Using the Hubble Space Telescope, Sing and colleagues observed several, spectrally-resolved transits of WASP-31 b (i.e., in several different colors), resulting in several of the black data points in the figure at left.
The colors of the planet’s transit tells us a lot about the composition and nature of WASP-31 b’s atmosphere. For example, the blue and green curves in the figure at left include spectral features from water, but the black data points don’t show the same features.
However, the data points DO show a clear detection of potassium (K) in the planet’s atmosphere (as indicated in the figure). Potassium, while interesting, is not completely unexpected in WASP-31 b’s atmosphere since it is very hot, > 1,500 K.

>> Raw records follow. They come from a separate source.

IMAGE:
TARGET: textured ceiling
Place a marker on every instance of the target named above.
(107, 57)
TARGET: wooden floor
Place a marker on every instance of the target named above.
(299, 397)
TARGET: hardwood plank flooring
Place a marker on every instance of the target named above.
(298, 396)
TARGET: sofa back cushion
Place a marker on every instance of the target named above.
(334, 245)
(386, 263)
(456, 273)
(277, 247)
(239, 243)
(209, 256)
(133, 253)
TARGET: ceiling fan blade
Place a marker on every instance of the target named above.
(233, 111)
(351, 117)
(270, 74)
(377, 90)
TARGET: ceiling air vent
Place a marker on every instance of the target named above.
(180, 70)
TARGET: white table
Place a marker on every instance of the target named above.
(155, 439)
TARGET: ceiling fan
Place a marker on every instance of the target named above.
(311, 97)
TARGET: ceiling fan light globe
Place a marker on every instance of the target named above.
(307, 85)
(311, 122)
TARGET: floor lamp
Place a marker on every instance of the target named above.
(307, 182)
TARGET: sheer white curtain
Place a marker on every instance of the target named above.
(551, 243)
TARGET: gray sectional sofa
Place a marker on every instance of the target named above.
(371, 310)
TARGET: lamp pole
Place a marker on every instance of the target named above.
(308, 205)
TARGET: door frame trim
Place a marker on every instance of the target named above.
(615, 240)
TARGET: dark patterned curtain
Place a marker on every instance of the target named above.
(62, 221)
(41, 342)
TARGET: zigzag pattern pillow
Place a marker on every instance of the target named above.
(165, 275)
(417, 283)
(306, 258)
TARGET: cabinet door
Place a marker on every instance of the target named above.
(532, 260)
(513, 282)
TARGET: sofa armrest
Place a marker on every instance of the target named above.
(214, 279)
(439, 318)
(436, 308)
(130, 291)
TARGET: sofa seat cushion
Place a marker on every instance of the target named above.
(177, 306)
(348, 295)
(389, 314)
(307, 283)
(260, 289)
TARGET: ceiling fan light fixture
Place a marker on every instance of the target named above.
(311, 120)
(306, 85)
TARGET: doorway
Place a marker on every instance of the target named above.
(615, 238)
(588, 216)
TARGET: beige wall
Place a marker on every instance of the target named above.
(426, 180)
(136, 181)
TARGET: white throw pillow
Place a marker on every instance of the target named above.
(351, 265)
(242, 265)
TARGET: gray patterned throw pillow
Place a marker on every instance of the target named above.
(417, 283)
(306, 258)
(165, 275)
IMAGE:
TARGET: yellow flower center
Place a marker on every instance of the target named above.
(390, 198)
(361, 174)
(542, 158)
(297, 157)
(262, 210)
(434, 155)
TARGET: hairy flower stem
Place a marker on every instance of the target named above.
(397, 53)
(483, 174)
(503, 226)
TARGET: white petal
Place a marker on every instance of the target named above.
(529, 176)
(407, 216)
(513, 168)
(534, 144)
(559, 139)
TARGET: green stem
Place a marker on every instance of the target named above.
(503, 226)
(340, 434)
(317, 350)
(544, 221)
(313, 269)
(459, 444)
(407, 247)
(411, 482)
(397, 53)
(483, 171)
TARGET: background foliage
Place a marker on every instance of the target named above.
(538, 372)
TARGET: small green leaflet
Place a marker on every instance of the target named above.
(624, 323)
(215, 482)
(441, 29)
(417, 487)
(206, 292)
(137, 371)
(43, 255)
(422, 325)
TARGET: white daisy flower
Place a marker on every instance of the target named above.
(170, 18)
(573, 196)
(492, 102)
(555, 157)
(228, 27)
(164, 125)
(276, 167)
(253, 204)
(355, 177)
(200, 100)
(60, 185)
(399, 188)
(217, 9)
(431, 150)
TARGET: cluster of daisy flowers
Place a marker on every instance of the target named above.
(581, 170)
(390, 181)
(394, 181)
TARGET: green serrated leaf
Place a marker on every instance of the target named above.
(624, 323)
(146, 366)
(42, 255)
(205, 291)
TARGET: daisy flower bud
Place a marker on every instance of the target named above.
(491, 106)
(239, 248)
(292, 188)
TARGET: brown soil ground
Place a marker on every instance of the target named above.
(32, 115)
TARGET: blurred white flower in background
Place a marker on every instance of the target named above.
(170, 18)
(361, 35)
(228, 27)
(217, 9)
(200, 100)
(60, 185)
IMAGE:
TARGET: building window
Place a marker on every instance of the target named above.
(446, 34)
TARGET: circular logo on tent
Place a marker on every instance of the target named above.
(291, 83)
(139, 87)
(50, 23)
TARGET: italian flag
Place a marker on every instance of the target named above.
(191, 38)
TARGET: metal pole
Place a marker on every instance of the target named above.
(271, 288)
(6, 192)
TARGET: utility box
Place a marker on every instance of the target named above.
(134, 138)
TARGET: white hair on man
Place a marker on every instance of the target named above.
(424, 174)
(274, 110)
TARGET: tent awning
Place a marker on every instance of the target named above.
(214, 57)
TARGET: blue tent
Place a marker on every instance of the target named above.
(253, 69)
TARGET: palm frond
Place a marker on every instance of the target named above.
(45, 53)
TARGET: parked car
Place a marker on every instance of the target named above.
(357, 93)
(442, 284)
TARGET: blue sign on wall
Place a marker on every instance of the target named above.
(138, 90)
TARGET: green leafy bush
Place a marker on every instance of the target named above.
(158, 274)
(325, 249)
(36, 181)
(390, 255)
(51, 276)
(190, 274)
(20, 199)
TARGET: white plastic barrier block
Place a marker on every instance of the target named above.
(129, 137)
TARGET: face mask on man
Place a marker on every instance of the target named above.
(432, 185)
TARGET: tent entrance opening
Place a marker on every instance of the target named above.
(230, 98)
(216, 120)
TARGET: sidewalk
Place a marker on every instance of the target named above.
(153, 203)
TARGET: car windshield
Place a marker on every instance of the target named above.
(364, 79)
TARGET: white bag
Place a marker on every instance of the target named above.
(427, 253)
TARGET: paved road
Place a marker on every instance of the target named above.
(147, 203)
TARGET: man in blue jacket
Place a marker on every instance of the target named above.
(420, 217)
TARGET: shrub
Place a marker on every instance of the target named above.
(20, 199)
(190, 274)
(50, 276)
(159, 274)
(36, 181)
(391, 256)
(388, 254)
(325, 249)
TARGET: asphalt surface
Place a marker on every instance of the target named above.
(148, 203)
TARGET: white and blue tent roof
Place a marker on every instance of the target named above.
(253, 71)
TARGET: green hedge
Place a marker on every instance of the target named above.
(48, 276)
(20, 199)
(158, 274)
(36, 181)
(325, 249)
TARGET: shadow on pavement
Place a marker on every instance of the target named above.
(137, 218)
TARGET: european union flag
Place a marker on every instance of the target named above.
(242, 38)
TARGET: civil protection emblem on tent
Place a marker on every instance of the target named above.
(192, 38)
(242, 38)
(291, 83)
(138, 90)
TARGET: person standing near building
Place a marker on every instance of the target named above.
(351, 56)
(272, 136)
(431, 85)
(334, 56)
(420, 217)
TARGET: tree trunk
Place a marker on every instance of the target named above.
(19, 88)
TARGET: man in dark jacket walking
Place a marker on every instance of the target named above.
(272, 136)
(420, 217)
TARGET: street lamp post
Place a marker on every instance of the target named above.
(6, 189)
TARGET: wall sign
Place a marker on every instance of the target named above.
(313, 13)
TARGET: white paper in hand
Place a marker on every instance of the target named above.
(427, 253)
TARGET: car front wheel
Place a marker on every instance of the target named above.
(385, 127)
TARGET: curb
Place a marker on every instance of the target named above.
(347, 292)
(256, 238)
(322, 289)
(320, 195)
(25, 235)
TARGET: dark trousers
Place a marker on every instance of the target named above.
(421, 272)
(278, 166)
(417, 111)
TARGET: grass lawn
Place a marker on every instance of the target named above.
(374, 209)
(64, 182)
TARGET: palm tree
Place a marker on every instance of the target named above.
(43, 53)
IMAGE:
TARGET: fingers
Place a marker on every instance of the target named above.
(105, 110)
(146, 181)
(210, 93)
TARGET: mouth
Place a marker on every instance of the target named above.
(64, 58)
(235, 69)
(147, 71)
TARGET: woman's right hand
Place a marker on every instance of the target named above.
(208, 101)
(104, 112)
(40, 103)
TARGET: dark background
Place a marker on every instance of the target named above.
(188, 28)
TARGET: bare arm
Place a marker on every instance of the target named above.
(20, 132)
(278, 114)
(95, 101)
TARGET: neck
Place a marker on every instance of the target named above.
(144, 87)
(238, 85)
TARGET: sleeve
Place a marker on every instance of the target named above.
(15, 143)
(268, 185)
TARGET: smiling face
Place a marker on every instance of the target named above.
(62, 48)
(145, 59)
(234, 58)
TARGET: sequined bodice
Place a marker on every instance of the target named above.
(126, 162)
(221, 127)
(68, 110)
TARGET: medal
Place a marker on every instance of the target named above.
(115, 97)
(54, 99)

But the fact that only the very highest point in the potassium spectral feature is seen and not the broad wings on either side probably indicates the planet has a thick cloud deck. Since the peak of the potassium feature results from gas high in the planet’s atmosphere and the wings from lower in the atmosphere, Sing and colleagues can estimate the pressure level of the cloud deck, about 10 mbar.
For comparison, clouds on the Earth typically form at about 500 mbar. In the Earth’s atmosphere, 10 mbar is about the level where meteors burn up, so WASP-31 b’s clouds are VERY high in its atmosphere.